A source on politics, war, the Middle East, Arabic poetry, and art.
Sunday, August 02, 2009
The new ideology of hostility
The anti-Muslims of today don't even try to disguise their imitation of classical anti-Semitism. Look at this passage by Fouad Ajami: "It hadn’t taken long for Islam to make its new claim on Europe. Caldwell’s numbers give away the problem: “In the middle of the 20th century,” he tells us, “there were virtually no Muslims in Western Europe.” Now there are more than 15 million, including 5 million in France, 4 million in Germany and 2 million in Britain." Imagine the reaction if this was written about say, Jews and Judaism.

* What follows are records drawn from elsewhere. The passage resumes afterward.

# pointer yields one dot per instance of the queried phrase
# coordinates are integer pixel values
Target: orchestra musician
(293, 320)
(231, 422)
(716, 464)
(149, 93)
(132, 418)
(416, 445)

Imagine the uproar. This book by Caldwell (who is really a journalistic version of Alfrend Rosenberg) has been reviewed TWICE in the New York Times in a matter of days. Kid you not. Also, I like it when Ajami hails himself as the model of the model immigrant: "It wasn’t always so. Little more than four decades ago, when I left Lebanon for the United States, I, and others like me, accepted the rupture in our lives. I knew there would be no imams and no mosques awaiting me in the New World. I was not traveling in quest of all that. I was in my late teens, I accepted the “differentness” of the new country. News of Lebanon rarely reached me, air travel was infrequent and costly, I lost years of my family’s life. I needed no tales of the old country." Oh, yes Ajami. New Middle East immigrants look up to you as the model of opportunism and unconditional service to American Zionism. I mean, this man has not been invited in decades to the association of fellow Middle East experts, at the Middle East Studies Association.